From this concept I have created large compositions in which I use real banknotes as a base element to build an imaginary. Why use banknotes as the base element? Because they are, in the cold and grey financial world, the closest object to art. Throughout history, banknote designs have brought us closer to the portraits of important people who, in some cases, we would never otherwise know. Banknote design is a window onto art and culture as the heritage of nations. This aspect allows me to create a connection between the concept of money, the overall theme of the hotel, and the concept of art, the backbone of the nhow brand. Because nhow is, above all, art.
Based on the idea of the “Money Circus” and the element of the banknote as a base object with which to construct an artistic proposal, I imagined a circus scenario in which the characters that appear on the banknotes take on a life of their own, transcend the physical space of the paper money and emerge as performers in a circus full of surrealism and colour. To fit my proposal into the hotel’s three standard room types, I created three versions of the concept, assigning each of them one of the world’s most important currencies as the main element: The Sterling Room, The Dollar Room and The Euro Room. The characters of the banknotes that appear in the three versions, always the same, rotate as the protagonists of the composition, depending on the currency to which the room is assigned.
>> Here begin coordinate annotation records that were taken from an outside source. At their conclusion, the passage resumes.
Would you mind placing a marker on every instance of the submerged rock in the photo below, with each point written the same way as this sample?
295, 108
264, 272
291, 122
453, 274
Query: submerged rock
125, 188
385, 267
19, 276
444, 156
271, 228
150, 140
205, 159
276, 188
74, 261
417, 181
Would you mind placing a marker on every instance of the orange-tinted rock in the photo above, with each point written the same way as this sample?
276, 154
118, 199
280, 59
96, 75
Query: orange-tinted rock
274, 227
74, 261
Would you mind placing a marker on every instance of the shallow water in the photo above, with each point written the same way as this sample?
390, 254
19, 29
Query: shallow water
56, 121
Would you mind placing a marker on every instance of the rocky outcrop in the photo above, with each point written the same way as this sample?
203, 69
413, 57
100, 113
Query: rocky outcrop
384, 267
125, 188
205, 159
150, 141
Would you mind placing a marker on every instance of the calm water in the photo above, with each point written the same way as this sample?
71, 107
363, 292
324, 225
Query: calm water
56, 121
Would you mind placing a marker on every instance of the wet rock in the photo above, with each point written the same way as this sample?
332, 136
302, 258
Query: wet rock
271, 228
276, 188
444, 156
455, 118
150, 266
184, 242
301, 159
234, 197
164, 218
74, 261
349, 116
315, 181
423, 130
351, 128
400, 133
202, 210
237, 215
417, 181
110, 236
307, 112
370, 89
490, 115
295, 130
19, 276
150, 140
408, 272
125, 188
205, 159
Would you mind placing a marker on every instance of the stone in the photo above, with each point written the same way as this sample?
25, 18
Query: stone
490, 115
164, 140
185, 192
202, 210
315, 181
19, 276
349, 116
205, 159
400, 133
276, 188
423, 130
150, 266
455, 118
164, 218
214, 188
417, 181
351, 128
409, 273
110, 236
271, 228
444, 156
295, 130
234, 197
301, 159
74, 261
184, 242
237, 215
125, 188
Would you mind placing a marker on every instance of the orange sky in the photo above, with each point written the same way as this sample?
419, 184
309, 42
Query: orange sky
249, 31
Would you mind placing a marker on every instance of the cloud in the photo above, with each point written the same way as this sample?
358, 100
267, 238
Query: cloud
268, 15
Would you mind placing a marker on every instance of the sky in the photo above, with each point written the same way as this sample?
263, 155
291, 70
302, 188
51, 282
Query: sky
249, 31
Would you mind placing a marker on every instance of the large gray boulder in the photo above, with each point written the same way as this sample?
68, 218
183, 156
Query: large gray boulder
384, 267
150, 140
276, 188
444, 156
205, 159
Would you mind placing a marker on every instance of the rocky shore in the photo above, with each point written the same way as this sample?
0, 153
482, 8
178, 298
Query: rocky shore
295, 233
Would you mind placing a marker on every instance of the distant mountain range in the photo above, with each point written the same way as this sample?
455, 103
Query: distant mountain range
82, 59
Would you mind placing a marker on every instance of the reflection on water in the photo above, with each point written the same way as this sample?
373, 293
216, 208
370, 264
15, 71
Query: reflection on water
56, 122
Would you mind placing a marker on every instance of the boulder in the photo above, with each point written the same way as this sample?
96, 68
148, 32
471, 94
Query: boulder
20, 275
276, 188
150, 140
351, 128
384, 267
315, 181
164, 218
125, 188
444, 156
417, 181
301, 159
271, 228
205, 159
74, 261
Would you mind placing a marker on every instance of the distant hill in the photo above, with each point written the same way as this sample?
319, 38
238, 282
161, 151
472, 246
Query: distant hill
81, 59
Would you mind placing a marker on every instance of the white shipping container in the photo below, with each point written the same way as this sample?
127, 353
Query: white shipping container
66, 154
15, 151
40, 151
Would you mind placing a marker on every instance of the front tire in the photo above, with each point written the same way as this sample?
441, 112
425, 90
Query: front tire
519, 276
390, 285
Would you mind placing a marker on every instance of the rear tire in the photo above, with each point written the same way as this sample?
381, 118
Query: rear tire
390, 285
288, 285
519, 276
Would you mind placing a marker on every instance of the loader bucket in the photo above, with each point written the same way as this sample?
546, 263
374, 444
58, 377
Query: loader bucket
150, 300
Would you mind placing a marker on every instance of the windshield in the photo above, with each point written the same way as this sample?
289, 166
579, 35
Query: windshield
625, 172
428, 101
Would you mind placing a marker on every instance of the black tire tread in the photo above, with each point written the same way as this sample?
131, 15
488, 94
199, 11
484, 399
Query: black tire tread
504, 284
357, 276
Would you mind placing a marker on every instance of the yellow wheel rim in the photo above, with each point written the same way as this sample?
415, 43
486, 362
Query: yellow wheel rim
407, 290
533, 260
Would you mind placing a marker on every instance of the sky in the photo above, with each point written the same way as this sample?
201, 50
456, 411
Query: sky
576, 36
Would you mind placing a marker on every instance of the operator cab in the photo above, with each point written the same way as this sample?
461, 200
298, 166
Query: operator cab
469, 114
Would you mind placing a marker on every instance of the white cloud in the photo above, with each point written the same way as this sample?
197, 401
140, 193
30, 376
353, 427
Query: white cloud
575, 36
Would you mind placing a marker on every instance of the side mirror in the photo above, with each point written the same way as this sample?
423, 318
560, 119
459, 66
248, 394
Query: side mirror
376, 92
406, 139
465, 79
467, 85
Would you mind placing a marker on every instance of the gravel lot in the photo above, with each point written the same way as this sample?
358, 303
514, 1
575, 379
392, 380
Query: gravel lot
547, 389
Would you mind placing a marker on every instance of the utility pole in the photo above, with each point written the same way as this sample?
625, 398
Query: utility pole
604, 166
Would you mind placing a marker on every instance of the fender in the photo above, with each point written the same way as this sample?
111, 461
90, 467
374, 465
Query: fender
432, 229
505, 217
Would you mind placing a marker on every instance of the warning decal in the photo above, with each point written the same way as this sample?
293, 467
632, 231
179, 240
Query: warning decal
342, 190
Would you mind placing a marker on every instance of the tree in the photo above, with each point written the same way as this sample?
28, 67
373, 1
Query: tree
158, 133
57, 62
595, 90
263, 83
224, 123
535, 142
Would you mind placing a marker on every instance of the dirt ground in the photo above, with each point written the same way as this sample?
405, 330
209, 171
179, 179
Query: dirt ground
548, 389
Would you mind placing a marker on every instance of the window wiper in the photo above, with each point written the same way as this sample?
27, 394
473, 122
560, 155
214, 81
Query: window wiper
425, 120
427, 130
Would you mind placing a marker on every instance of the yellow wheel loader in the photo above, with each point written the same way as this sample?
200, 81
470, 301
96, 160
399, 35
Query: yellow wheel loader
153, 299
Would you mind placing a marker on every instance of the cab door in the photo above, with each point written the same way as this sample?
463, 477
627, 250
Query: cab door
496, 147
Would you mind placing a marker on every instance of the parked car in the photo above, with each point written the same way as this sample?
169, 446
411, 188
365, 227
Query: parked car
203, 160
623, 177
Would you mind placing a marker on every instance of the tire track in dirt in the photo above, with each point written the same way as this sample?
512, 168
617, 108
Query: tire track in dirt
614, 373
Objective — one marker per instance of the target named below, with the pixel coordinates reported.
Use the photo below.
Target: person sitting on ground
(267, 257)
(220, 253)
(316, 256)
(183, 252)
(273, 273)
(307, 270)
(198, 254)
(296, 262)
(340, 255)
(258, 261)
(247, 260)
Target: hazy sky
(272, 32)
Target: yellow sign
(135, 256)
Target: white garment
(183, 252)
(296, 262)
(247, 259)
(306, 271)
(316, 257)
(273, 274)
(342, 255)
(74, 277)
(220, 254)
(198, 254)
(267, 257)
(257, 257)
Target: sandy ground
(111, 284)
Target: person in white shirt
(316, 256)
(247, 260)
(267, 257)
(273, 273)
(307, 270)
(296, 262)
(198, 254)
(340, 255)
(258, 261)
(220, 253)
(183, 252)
Creativity is divided into two murals (headboard and ceiling) that are physically joined but visually divided into two circus rings. This aspect allows me to eclectically combine the action of several shows within a single double composition.
This imaginary circus includes all the elements of a real circus: jugglers, tamers, magicians, tightrope walkers… creating a harmonious whole that looks directly at the spectator, making him or her a participant in the whirlpool and action that takes place in the rings.